Mohamed Fofana

Personal information
- Date of birth: 7 May 1985 (age 40)
- Place of birth: Paris, France
- Height: 1.86 m (6 ft 1 in)
- Position: Forward

Senior career*
- Years: Team / Apps / (Gls)
- 2004–2007: Cittadella / 45 / (9)
- 2007–2009: Ravenna / 22 / (1)
- 2008–2009: → Pro Patria (loan) / 26 / (11)
- 2009–2010: → Arezzo (loan) / 22 / (2)
- 2010–2011: SPAL / 22 / (4)
- 2011–2012: Siracusa / 12 / (5)
- 2012–2016: Lanciano / 34 / (3)
- 2014: → Salernitana (loan) / 12 / (0)
- 2014–2015: → Catanzaro (loan) / 12 / (1)
- 2015: → Grosseto (loan) / 14 / (4)
- 2016–2017: Lupa Roma / 43 / (12)
- 2017–2018: Francavilla / 13 / (4)
- 2018: Delta Rovigo / 8 / (3)
- 2018–2020: Prato / 34 / (12)
- 2021–2022: Stade Beaucairois

= Mohamed Fofana (footballer, born May 1985) =

French footballer

Mohamed Fofana (born 7 May 1985) is a French former footballer who plays as a forward.

His usual position is attacking midfielder and striker.

== Personal life ==
Fofana was born in Paris. He holds French and Malian nationalities.

==Club career==
He was signed by newly promoted Ravenna on 6 July 2007 in a co-ownership bid. In mid-2009 he was sold to Arezzo in another co-ownership deal but bought back in June 2010. In July 2010 he was sold to SPAL.

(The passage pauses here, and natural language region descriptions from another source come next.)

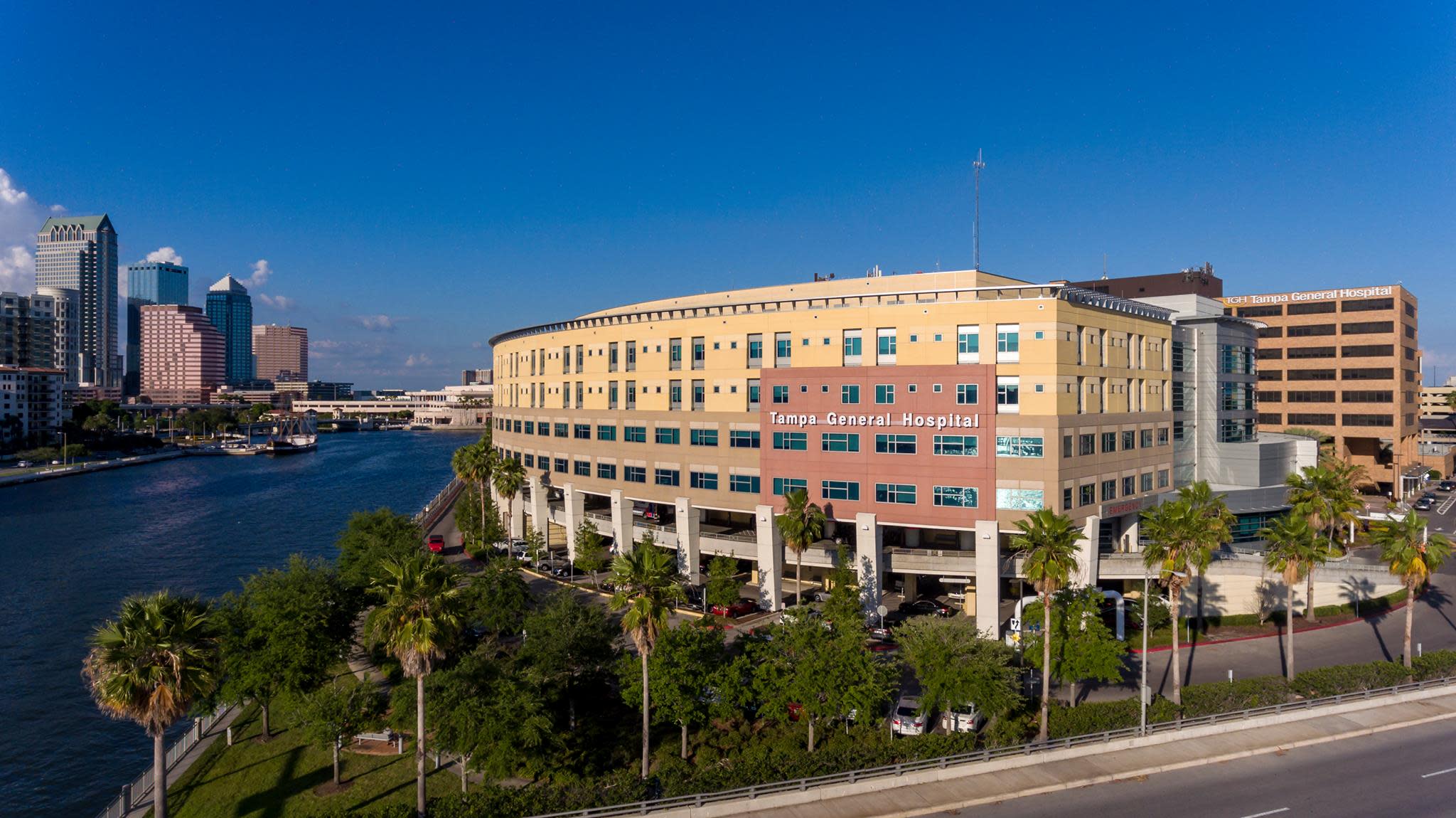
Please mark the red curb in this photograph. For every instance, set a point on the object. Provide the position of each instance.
(1361, 620)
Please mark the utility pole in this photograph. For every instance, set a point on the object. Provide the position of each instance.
(976, 236)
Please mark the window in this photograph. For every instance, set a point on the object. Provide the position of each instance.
(886, 347)
(740, 438)
(894, 492)
(956, 496)
(791, 442)
(1019, 499)
(743, 484)
(956, 446)
(894, 445)
(967, 344)
(1011, 446)
(785, 485)
(1008, 393)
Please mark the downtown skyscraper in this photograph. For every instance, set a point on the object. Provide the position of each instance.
(147, 282)
(76, 261)
(230, 310)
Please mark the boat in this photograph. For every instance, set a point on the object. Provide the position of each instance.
(293, 434)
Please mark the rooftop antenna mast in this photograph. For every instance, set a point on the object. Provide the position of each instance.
(976, 236)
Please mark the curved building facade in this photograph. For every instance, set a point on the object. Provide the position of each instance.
(925, 414)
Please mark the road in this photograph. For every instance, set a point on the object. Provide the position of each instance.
(1404, 772)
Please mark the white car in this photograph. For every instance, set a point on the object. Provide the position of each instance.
(907, 719)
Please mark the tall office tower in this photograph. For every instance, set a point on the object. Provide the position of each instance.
(147, 282)
(79, 253)
(26, 331)
(280, 353)
(183, 354)
(68, 331)
(232, 313)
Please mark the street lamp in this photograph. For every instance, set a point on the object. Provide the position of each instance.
(1142, 691)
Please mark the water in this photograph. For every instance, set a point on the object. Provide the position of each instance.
(70, 549)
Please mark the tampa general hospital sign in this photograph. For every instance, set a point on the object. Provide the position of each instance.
(906, 420)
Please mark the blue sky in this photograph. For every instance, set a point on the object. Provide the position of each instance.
(419, 178)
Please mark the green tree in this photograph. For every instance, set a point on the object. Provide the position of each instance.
(647, 591)
(336, 713)
(722, 583)
(283, 632)
(685, 670)
(592, 553)
(1292, 546)
(373, 538)
(1082, 645)
(568, 647)
(417, 619)
(508, 477)
(1050, 542)
(801, 526)
(149, 666)
(957, 667)
(1413, 556)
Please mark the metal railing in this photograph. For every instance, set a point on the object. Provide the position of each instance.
(133, 794)
(990, 754)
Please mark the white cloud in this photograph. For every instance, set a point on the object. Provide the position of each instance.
(279, 302)
(261, 274)
(166, 255)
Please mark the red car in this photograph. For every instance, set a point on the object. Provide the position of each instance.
(736, 610)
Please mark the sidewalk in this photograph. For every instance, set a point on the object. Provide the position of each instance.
(989, 782)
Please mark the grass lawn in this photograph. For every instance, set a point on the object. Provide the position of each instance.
(279, 777)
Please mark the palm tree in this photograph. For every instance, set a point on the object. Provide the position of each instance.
(647, 588)
(1290, 551)
(472, 463)
(149, 666)
(1050, 542)
(1413, 558)
(508, 477)
(801, 524)
(417, 617)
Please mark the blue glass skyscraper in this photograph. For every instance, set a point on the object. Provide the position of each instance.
(230, 310)
(147, 282)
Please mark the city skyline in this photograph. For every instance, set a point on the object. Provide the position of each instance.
(1258, 146)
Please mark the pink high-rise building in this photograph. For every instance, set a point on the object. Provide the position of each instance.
(183, 354)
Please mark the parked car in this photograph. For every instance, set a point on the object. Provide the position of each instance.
(736, 610)
(907, 719)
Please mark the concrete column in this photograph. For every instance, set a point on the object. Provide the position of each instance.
(869, 559)
(771, 559)
(987, 578)
(539, 510)
(687, 549)
(621, 523)
(1086, 552)
(575, 513)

After Siracusa was unable to play in 2012–13 professional league, Fofana was signed by Lanciano in a 2-year contract. His contract was later extended.

On 17 January 2014 Fofana was loaned to Salernitana. it was followed by Catanzaro in July 2014 and then Grosseto in January 2015.

On 28 January 2016 he was signed by Lupa Roma from Lanciano for an undisclosed fee. He was re-signed by Lupa Roma on 30 August.